Erste Untersuchungen

Um die richtige Diagnose stellen zu können, wird der Patient zunächst zur Vorgeschichte befragt. Bei einem Unfall hilft es, dessen Ablauf zu rekonstruieren. Häufig kann vom Geschehen abgeleitet werden, welche Körperstrukturen möglicherweise betroffen sind. So kann es aufschlussreich sein, aus welcher Richtung die Gewalteinwirkung kam oder ob ein Fußballer mit der frischen Verletzung noch weiterspielen konnte. Ferner stellt sich dann die Frage, zu welchem Zeitpunkt die Schwellung auftrat. Als Nächstes folgt die Schmerzlokalisation: Rund 69 % der Patienten können angeben, an welcher Stelle sich der Schmerz genau befindet. Je nachdem, ob die Innen-, Außen-, Vorder- oder Rückseite des Knies betroffen ist, kann auf die lädierte Struktur rückgeschlossen werden. Manche Patienten klagen auch über einen Schmerz, den sie rings um das Knie verspüren. Des Weiteren sollten schmerzverstärkende Faktoren hinterfragt werden. Dazu gehören bestimmte Tätigkeiten wie Treppensteigen oder Bergablaufen. Durch einen Beweglichkeits­test wird außerdem überprüft, ob das Knie blockiert oder instabil ist. Ergänzend sollte es dann abgetastet werden.

Weitere Abklärungen

Mehr Klarheit kann eine Gelenkpunktion unter streng aseptischen Bedingungen schaffen. Ist die gewonnene Flüssigkeit blutig, ist ein schwerer Bänderriss oder ein geschädigter Meniskus denkbar. Dahingegen können sich bei einem Knochenbruch auch fettige Tröpfchen im Blut befinden, wenn Knochenmark austritt. Im Labor ist zudem eine umfassende Bestimmung von Leukozytenzahl, Erreger und Uratkristallen möglich. Häufig dient eine Gelenkpunktion auch therapeutischen Zwecken­, da dadurch ein starker Gelenkerguss entlastet wird. Weitere Maßnahmen zur näheren Abklärung sind bildgebende Untersuchungen. Durch das Röntgen werden Knochen und Gelenke gut dargestellt, und mit der Magnetresonanztomographie (MRT) lassen sich vor allem Weichteile wie Bänder oder Knorpel gut beurteilen.

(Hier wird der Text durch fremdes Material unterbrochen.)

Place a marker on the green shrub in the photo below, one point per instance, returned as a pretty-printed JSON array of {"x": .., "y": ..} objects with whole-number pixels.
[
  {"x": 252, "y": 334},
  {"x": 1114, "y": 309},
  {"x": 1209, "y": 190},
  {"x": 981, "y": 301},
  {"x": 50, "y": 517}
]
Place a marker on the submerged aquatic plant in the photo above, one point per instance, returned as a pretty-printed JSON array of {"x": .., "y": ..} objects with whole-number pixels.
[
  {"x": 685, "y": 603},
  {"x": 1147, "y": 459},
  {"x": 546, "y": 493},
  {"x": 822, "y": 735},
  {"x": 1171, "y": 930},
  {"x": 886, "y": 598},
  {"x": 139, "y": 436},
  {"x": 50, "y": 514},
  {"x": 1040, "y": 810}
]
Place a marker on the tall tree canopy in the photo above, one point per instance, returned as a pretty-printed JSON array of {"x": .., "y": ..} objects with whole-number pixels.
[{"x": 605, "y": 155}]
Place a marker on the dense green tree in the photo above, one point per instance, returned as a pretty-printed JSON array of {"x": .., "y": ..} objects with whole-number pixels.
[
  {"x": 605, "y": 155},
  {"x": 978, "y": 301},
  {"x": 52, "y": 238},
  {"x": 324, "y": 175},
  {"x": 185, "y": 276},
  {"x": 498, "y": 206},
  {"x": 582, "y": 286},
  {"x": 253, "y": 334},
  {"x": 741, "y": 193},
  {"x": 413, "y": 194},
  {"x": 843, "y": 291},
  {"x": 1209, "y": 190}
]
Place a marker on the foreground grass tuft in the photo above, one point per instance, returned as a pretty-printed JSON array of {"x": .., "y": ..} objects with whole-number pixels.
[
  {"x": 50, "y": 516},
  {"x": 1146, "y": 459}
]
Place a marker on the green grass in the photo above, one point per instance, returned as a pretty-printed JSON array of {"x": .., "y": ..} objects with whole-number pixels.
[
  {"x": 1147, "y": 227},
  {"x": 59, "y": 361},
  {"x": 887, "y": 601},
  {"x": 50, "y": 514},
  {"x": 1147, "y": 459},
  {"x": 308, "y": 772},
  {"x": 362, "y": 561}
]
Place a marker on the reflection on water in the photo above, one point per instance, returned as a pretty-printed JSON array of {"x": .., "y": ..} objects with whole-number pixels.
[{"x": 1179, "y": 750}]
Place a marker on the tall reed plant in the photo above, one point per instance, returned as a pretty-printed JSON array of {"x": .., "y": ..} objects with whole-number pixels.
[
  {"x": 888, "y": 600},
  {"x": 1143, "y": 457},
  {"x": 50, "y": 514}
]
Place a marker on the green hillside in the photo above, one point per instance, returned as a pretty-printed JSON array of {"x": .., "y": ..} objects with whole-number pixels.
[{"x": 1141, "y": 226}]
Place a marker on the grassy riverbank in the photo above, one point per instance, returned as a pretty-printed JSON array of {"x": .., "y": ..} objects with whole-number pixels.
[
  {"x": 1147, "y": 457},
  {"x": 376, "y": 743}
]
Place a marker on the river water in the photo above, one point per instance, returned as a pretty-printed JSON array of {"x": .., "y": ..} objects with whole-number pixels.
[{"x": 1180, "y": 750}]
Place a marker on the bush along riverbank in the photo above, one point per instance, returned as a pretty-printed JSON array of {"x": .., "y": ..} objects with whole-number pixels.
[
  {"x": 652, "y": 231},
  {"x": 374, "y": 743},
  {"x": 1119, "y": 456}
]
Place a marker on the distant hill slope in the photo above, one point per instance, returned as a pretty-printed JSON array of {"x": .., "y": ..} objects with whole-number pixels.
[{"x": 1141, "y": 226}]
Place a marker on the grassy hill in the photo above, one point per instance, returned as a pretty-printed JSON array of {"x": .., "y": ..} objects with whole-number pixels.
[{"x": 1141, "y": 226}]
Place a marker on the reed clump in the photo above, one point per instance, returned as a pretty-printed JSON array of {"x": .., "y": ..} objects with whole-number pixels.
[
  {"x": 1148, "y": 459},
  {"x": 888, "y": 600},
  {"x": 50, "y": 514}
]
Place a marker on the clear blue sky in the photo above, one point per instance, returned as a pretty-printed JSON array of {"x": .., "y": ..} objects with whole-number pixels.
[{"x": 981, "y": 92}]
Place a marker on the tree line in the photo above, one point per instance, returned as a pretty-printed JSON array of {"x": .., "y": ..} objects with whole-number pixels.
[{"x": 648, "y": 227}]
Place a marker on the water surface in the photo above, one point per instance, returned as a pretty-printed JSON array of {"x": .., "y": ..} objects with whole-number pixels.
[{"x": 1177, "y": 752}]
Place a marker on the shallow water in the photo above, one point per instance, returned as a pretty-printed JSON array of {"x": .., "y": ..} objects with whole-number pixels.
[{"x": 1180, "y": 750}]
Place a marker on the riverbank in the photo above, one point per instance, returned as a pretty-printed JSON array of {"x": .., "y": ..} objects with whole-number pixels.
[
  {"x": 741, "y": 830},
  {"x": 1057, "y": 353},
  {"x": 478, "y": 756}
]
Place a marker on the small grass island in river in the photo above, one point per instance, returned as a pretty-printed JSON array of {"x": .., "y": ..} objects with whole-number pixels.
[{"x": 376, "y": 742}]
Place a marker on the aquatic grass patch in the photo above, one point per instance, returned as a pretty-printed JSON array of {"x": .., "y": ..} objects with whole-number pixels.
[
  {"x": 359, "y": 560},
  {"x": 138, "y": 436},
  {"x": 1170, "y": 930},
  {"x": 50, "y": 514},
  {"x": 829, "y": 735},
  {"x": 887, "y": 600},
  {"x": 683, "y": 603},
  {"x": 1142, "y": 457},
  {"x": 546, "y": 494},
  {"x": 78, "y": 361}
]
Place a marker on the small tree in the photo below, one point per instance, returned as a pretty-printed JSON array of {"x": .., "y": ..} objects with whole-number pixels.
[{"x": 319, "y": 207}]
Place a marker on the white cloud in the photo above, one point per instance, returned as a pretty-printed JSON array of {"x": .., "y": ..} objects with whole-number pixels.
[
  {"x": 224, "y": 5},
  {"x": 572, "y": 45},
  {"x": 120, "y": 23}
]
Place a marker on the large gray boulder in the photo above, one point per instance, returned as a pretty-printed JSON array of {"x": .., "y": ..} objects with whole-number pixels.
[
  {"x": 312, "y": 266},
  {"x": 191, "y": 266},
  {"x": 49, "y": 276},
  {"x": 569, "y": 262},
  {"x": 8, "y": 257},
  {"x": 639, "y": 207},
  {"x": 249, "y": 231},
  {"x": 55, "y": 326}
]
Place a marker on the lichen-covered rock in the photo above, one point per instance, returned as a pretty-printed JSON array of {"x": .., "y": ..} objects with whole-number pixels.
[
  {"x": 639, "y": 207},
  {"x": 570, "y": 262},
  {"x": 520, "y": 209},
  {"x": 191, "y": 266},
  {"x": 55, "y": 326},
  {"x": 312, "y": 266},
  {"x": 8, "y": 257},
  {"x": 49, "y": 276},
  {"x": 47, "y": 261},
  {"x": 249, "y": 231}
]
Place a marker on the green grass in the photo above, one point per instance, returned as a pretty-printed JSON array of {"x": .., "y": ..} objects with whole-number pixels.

Es gibt viele Arten von Knieverletzungen: Häufig wird eine Bänderverletzung oder ein Meniskusriss diagnostiziert. Es kommen allerdings auch Kniescheibenverrenkungen, abgebrochene Knochen-/Knorpelstückchen oder eine Verletzung der Gelenkkapsel vor. Die anschließende Behandlung richtet sich nach der zugrunde liegenden Pathologie und reicht von entzündungshemmenden Medikamenten bis hin zu einem operativen Eingriff.

Kreuzbandriss

Das Kniegelenk wird durch Bänder stabilisiert. Insbesondere das vordere Kreuzband ist anfällig für Verletzungen. Durch das Verdrehen des Gelenks kann es überdehnt werden oder sogar reißen. Typische Auslöser sind Gewalteinwirkungen ohne Kontakt beim Skifahren oder Fußballspielen. Im Moment der Verletzung wird von den Betroffenen ein starker Schmerz wahrgenommen. Anschließend lösen vor allem Belas­tungen Schmerzen aus. Starke Schwellungen und ein Kniegelenkerguss werden ebenfalls beobachtet. Manchmal wird ein Kreuzband­riss nicht sofort entdeckt, sondern äußert sich erst durch Unsicherheiten beim Gehen. Bei der Untersuchung kann die Kreuzbandstabilität mittels des Schubladentests ermittelt werden. Als noch aussagekräftiger wird der Lachmann-Test angesehen. Dazu liegt der Patient mit dem Rücken auf einer Liege, sein Knie wird in einer Beugung von etwa 20° bis 30° gehalten. Die Ferse hat dabei noch Kontakt zur Liege. Der Arzt umfasst dann den Unterschenkel mit beiden Händen, wobei die Zeigefinger in der Kniekehle liegen. Nun zieht er den Unterschenkel nach vorn. Die Verschiebbarkeit des Unterschenkels gegenüber dem Oberschenkel gibt darüber Aufschluss, inwieweit eine Verletzung des Kreuzbands besteht. Starke Gelenkergüsse werden zudem häufig punktiert. Das Vorkommen von Blut bestätigt einen Riss, da die Kreuzbänder gut durchblutet werden.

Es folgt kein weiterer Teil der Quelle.